Figure 1. SPHK1 levels are upregulated in TC tissues. (A) SPHK1 expression was detected by reverse transcription-quantitative polymerase chain reaction analysis in TC tissues and paired adjacent normal thyroid tissues. Each data-point represents the value for one individual patient. (B) Representative immunohistochemical images for the detection of SPHK1 expression (brown stain) in TC and non-TC tissues (magnification, ×40). (C and D) Kaplan-Meier plots for (C) overall survival and (D) progression-free survival of all TC patients. SPHK1, sphingosine kinase 1; TC, thyroid carcinoma. Values are expressed as the mean ± standard deviation. ***P<0.001. SPHK1, sphingosine kinase 1; TC, thyroid carcinoma.

Overexpression of SPHK1 in TC patients, as well as S1P levels, are positively correlated with high levels of phosphorylated (p)-SPHK1

A previous study indicated that p-SPHK1 (Ser-225) is associated with S1P export (15). Thus, the present study further determined the levels of p-SPHK1 in human TC tissue samples and non-TC tissue samples by IHC. It was observed that TC tissue samples had higher p-SPHK1 levels compared with non-TC tissue samples (Fig. 2A). In addition, the level of S1P export in cell supernatants were evidently higher in p-SPHK1-positive tumors compared with that in p-SPHK1-negative tumors. These results demonstrated that S1P levels are obviously associated with p-SPHK1 levels in human TC patients (Fig. 2B).
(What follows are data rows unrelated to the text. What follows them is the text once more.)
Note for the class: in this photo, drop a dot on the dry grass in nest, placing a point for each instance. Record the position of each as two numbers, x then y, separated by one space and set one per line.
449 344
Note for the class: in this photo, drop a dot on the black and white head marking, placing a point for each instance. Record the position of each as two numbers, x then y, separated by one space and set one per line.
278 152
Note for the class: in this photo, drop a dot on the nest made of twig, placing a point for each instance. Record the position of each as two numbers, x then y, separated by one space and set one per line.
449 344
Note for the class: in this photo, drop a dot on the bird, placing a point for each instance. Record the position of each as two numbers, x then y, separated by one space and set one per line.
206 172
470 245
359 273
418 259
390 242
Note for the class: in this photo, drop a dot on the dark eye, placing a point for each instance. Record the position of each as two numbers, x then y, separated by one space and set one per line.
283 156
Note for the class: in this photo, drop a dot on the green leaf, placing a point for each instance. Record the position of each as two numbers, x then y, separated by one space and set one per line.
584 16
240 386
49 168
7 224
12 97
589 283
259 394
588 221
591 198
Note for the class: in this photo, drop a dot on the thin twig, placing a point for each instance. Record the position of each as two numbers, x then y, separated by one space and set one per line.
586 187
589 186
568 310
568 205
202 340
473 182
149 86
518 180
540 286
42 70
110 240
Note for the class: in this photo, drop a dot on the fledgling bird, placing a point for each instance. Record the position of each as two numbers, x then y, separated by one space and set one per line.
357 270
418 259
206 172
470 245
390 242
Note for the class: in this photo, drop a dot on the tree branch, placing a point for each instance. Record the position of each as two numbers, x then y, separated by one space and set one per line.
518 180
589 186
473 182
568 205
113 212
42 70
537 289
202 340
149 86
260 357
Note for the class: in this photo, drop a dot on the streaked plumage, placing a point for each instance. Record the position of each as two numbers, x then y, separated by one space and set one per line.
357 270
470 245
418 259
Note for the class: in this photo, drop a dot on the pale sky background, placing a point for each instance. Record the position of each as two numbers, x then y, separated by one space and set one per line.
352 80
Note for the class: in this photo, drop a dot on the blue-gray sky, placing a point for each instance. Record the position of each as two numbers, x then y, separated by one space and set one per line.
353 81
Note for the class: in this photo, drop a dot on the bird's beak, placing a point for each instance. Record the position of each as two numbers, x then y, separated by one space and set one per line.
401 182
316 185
Furthermore, the association between p-SPHK1 levels and clinicopathological factors (TNM stage) in human TC patients is presented in Table I.

Figure 2. p-SPHK1 levels in TC patients are higher compared with those in adjacent normal thyroid tissues and the levels of S1P are correlated with high expression of p-SPHK1. (A) p-SPHK1 levels were detected in TC patients and adjacent normal thyroid tissues by immunohistochemistry and the p-SPHK1-positive ratio was calculated. (B) The levels of S1P were detected in TC patient cell supernatants as positive or negative for p-SPHK1. p-SPHK1, phosphorylated sphingosine kinase 1; TC, thyroid carcinoma; S1P, sphingosine-1-phosphate. Values are expressed as the mean ± standard deviation. **P<0.01, ***P<0.001. SPHK1, sphingosine kinase 1; TC, thyroid carcinoma.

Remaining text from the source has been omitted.